China has sent its second space laboratory into orbit. Beijing is working towards setting up its own manned space station and sending a mission to Mars.

The Tiangong 2 blasted off "in a cloud of smoke" Thursday from the Jiuquan Satellite Launch Center on the edge of the Gobi desert, state news agency Xinhua reported.

The space laboratory, whose name means "Heavenly Palace," was carried into space on top of a Long March rocket. It was set to orbit initially at a height of about 380 kilometers (240 miles) above earth; Xinhua quoted Wu Ping, deputy director of China's manned space engineering office as saying.
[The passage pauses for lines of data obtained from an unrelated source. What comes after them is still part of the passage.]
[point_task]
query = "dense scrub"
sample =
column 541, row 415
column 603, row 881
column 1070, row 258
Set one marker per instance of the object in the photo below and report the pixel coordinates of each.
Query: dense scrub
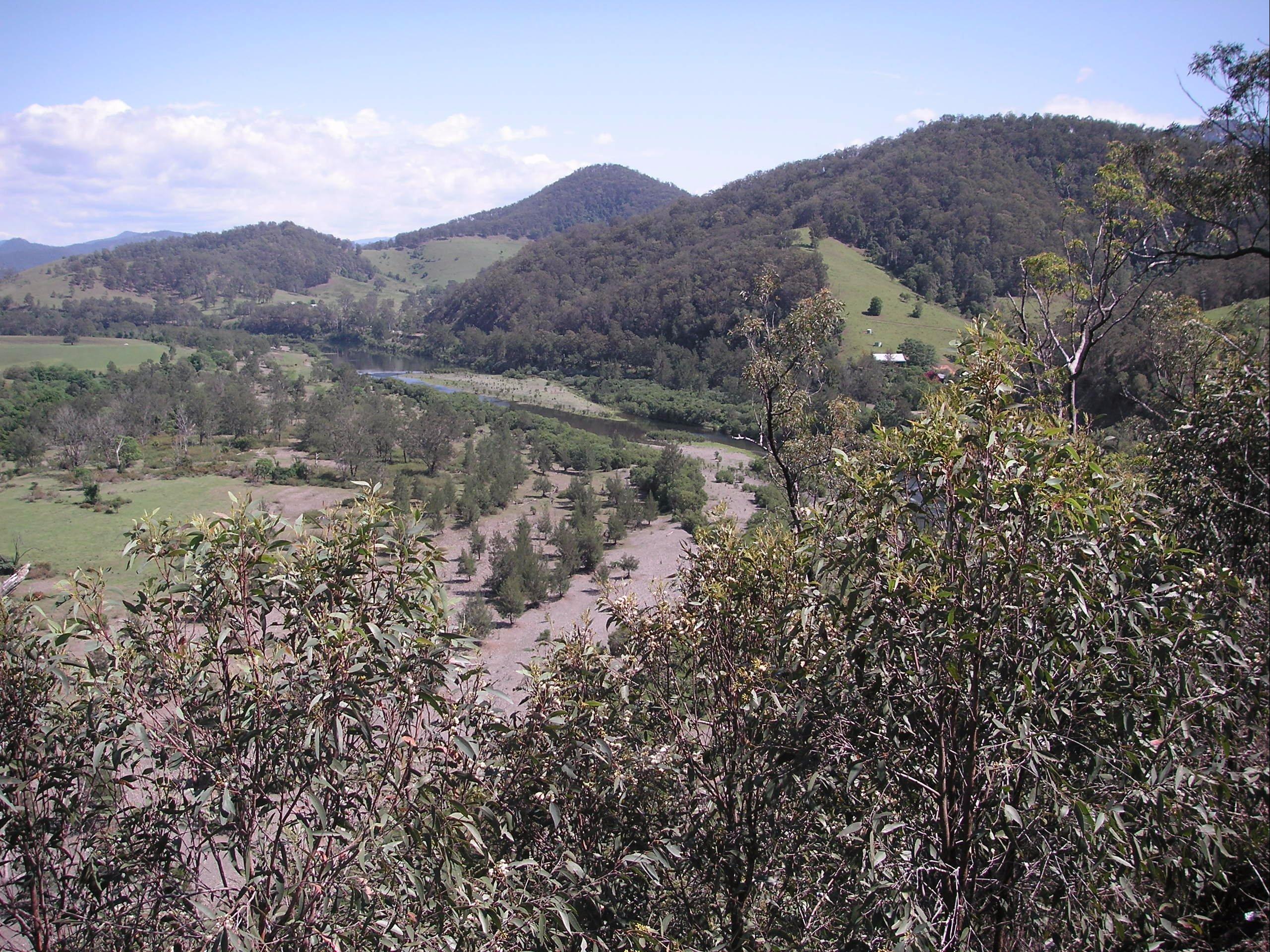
column 597, row 193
In this TV grab, a Long March 2F (CZ-2F) carrier rocket carrying China's second orbiting space lab Tiangong-2 blasts off at the Jiuquan Satellite Launch Center near Jiuquan, northwest China's Gansu province, 15 September 2016.

Two astronauts are expected to journey to the 'Heavenly Palace'

Two astronauts were later expected to be transported to the facility and spend 30 days there. They would carry out research projects including those relating to repairing equipment in-orbit, aerospace medicine and atomic space clocks.

Ambitious space program

China's first space lab, Tiangong 1, was launched five years ago and officially went out of service earlier this year. In 2003 China conducted its first crewed space mission, becoming the third country after Russia and the United States to do so. Since then, it has staged a space walk and landed a rover on the moon.

China is excluded from the International Space Station. However, Beijing is keen to advance its own space program, with a total of 20 missions planned this year. China intends to eventually land one of its citizens on the moon and back in April announced plans to send a rover to Mars around the year 2020.

China hopes to have a permanent crewed space station in service around 2022.